ABSTRACT

A central debate in our understanding of primaries is simple: does primary type matter? Most of the discussion around this debate has centered on the question of whether or not different primary types lead to different kinds of candidates, with some evidence that there is a correlation between primary type and the kinds of representatives that emerge (Gerber and Morton 1998; Kanthak and Morton 2001) but a good deal more suggesting that primary type matters little in the subsequent behavior of legislators (Bullock and Clinton 2011; Hirano, Snyder, Ansolabere and Hansen 2010; McCarty, Poole and Rosenthal 2006; McGhee 2010; McGhee, Masket, Shor, Rogers and McCarty 2014; Pearson and Lawless 2008; Rogowski and Langella 2015). 1 Yet this creates something of a puzzle, because the evidence is clear that primary voters are more extreme than general election voters (Brady, Han, and Pope 2007; Carey and Polga-Hecimovich 2006; Jacobson 2012; Kaufmann, Gimpel and Hoffman 2003; Sinclair 2006). 2 Why don’t more ideologically extreme voters nominate similarly extreme candidates in a manner consistent with the Downsian (Downs 1957) spatial logic that undergirds much of the literature on legislative behavior? We attempt to answer that question by taking a step back in the electoral process to before the election, at the stage of candidate emergence. Voters obviously can select only from those candidates who have chosen to run.

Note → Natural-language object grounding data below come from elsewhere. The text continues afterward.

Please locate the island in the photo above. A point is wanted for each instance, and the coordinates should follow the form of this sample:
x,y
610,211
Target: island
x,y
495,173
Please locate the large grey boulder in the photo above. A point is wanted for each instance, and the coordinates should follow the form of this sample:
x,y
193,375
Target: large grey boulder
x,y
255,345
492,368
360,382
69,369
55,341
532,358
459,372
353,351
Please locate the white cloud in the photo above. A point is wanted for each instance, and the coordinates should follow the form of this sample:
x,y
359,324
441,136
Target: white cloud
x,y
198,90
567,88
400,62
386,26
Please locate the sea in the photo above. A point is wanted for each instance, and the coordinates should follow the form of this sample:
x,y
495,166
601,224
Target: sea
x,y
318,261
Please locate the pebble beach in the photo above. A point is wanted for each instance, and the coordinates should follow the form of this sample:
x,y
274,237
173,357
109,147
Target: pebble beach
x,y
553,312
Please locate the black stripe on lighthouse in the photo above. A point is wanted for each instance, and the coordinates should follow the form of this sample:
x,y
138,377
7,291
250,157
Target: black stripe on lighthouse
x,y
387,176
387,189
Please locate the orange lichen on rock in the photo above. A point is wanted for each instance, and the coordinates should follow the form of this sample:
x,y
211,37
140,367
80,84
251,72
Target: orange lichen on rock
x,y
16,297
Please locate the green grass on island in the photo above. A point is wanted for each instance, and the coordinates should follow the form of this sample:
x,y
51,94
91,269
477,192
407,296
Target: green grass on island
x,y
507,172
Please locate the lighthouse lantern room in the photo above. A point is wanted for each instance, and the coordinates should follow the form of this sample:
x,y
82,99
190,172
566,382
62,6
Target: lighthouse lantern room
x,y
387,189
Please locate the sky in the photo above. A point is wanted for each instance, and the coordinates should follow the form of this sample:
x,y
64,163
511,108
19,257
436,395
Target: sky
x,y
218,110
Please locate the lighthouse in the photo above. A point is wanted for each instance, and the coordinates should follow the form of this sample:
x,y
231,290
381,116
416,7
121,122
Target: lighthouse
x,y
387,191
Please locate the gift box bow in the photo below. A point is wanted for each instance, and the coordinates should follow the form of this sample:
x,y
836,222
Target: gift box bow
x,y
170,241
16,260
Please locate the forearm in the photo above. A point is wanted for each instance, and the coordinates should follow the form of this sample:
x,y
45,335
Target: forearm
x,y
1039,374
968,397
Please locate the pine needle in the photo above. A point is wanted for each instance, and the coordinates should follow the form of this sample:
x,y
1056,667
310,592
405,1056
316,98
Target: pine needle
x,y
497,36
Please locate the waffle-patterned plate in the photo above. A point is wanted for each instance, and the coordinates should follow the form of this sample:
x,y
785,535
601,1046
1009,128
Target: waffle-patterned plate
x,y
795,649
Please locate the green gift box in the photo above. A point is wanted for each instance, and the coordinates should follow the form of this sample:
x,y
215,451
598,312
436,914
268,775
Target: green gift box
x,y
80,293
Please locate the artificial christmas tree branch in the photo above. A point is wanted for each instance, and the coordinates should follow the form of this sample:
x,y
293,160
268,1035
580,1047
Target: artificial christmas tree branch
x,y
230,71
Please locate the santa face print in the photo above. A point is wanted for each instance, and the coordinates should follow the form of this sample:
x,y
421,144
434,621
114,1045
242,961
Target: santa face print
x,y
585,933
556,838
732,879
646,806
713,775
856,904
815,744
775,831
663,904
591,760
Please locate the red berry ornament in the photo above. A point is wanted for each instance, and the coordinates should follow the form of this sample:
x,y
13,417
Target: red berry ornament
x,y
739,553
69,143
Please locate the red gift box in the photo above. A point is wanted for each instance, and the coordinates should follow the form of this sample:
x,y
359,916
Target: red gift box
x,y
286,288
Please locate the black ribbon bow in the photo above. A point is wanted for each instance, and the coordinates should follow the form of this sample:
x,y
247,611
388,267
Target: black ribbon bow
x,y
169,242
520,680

In order, for example, for open primaries to result in more moderate legislators, open primaries must attract more moderate candidates. Otherwise, these relatively more moderate voters have no relatively more moderate candidate to select. In the current project, then, we explore the question of how ambitious candidates respond to primary type to determine whether or not those candidate emergence patterns are compatible with the patterns we would need to see for primary type to have an effect on candidate selection and subsequent legislative behavior.